Hospitalisations in patients with idiopathic pulmonary fibrosis: insights from the IPF-PRO Registry and EMPIRE Registry.

Overview

abstract

BACKGROUND: We used data from the European MultiPartner IPF Registry (EMPIRE) and the US Idiopathic Pulmonary Fibrosis-PRospective Outcomes (IPF-PRO) Registry to examine the frequency of hospitalisation, risk factors associated with hospitalisation, and whether hospitalisation affected 5-year mortality in patients with idiopathic pulmonary fibrosis (IPF). METHODS: Data from January 2015 to September 2022 in EMPIRE and from June 2014 to December 2023 in the IPF-PRO Registry were analysed. Rates of hospitalisation and death were estimated using the Kaplan-Meier method. Associations between patient characteristics at enrolment and time to hospitalisation were assessed using Cox regression. RESULTS: The EMPIRE and IPF-PRO Registry cohorts comprised 2989 and 1001 patients, respectively. Median follow-up was 36.5 months in EMPIRE and 60 months in the IPF-PRO Registry. Overall, 20.3% of patients in EMPIRE and 70.3% (28.2% over 36 months) in the IPF-PRO Registry had one or more hospitalisation during follow-up.

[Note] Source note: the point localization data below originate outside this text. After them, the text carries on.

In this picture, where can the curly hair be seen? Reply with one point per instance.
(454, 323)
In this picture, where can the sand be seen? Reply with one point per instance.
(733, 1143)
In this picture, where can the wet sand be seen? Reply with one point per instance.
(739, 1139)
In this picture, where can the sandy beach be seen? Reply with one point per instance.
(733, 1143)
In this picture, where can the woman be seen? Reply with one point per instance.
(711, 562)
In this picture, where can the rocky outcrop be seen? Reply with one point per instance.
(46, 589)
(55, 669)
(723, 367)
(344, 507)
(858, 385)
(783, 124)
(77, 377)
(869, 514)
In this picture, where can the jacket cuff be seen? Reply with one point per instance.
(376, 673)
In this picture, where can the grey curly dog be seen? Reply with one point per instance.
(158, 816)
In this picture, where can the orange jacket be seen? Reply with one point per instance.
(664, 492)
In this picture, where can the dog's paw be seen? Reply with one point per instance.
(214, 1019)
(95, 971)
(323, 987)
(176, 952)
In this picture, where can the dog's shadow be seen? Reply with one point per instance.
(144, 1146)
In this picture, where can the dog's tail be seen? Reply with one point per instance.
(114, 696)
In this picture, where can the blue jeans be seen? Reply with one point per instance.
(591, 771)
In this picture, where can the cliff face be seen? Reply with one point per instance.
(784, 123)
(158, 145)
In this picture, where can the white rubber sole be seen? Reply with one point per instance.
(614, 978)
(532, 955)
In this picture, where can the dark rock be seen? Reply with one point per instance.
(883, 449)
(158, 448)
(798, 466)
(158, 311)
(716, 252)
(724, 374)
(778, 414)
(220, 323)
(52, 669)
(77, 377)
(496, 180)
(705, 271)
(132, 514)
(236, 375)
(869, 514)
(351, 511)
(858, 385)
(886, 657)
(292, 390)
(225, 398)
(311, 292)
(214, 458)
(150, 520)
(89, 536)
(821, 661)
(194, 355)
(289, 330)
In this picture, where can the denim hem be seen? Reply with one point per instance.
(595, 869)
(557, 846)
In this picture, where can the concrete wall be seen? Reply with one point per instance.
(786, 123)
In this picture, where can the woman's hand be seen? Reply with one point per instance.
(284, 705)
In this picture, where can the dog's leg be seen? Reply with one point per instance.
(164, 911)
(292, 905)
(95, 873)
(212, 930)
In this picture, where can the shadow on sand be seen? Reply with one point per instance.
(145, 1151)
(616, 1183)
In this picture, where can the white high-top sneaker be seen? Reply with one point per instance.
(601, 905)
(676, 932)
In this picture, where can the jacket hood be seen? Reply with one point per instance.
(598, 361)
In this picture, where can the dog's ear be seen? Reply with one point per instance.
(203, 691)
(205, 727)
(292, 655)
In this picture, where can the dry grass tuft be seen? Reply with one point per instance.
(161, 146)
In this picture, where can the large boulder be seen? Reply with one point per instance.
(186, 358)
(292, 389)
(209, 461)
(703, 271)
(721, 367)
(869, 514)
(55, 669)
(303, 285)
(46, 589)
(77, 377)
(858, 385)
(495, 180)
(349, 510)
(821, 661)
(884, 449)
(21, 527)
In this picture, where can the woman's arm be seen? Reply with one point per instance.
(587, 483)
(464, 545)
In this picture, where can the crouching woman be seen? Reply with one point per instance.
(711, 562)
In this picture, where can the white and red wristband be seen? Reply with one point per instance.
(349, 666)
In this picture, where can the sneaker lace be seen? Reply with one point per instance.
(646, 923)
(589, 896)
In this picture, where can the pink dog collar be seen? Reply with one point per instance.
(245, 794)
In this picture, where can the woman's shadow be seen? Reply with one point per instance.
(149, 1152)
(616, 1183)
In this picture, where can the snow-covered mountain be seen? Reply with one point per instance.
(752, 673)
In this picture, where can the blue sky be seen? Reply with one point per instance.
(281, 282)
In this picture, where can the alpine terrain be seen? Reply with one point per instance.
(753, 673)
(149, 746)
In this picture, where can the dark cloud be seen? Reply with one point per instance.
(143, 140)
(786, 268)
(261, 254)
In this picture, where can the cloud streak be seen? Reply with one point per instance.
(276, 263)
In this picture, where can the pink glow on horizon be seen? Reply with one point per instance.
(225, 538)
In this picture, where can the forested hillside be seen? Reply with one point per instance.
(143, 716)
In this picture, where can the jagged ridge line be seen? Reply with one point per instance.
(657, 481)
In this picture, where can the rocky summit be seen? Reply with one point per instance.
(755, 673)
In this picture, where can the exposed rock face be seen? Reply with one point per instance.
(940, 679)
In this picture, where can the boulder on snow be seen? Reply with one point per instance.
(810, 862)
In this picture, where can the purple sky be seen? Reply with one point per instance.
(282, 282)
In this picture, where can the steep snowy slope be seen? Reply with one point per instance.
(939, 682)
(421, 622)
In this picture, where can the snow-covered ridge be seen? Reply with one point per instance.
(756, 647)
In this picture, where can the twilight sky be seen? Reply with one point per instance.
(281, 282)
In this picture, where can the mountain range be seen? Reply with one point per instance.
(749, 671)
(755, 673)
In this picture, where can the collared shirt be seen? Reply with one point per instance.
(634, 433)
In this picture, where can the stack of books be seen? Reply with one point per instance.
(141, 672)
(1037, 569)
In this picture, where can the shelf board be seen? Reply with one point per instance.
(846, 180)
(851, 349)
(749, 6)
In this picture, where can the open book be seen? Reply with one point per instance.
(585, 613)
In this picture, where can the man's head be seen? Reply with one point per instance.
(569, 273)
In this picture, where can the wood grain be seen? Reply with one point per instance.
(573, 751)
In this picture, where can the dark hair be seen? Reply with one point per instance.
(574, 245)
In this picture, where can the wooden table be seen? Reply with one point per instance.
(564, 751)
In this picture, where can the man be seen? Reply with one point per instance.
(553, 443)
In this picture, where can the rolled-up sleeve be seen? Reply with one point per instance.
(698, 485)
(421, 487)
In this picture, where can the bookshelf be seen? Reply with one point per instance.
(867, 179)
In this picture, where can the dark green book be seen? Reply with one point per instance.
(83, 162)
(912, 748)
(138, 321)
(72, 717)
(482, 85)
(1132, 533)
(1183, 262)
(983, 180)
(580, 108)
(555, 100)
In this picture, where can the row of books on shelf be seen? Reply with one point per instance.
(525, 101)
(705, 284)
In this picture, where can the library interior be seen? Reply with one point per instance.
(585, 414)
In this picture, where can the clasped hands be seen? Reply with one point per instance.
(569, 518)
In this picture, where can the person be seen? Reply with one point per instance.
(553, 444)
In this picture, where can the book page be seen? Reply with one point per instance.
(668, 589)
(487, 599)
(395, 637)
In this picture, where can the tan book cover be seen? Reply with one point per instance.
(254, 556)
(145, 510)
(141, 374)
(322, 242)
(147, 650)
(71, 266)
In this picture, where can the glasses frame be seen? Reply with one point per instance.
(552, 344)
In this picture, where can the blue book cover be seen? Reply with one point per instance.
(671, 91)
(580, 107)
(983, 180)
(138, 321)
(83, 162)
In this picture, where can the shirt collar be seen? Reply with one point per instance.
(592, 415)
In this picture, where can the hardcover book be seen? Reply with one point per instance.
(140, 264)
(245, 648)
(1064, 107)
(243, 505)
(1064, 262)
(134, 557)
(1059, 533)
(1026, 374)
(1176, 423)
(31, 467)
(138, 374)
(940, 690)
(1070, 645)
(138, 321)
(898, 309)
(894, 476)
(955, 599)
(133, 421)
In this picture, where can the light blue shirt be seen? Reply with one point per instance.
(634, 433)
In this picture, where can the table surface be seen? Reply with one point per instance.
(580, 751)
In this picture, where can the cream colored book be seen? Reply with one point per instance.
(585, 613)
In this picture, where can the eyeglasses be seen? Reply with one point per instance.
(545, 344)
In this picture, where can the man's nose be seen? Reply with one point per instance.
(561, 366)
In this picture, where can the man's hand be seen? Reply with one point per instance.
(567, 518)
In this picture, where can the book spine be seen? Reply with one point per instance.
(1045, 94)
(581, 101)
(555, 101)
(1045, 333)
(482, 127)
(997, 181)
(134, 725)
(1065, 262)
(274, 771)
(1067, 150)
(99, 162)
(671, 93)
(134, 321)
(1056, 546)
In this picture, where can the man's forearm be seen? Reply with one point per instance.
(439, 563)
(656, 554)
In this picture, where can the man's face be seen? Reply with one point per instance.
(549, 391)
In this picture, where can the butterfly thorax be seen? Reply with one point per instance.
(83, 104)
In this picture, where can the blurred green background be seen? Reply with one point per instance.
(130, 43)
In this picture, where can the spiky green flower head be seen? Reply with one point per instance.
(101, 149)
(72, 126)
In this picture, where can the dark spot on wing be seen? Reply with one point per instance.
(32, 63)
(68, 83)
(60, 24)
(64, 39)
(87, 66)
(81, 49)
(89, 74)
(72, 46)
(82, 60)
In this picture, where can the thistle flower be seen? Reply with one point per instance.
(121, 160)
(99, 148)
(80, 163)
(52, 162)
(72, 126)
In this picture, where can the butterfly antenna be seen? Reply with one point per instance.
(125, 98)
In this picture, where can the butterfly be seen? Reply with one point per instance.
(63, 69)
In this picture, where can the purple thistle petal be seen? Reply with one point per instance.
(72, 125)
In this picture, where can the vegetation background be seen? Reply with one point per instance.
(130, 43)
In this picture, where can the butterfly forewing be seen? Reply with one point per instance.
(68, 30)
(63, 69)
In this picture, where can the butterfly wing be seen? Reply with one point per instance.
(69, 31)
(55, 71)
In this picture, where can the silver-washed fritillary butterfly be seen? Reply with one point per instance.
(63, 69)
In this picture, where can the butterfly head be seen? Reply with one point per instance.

In both registries, lower percentage predicted diffusing capacity of the lungs for carbon monoxide and use of supplemental oxygen at enrolment were associated with an increased risk of hospitalisation in multivariable models. 5-year mortality did not differ between patients who were and were not hospitalised in EMPIRE (54.3% and 53.7%, respectively) or in the IPF-PRO Registry (51.7% and 46.1%, respectively). CONCLUSIONS: Data from EMPIRE and the IPF-PRO Registry demonstrate the high risk of hospitalisations and mortality among patients with IPF and suggest there may be differences across countries in risk of hospitalisation. Variability in data collection, healthcare systems and clinical practices should be considered when interpreting differences between countries.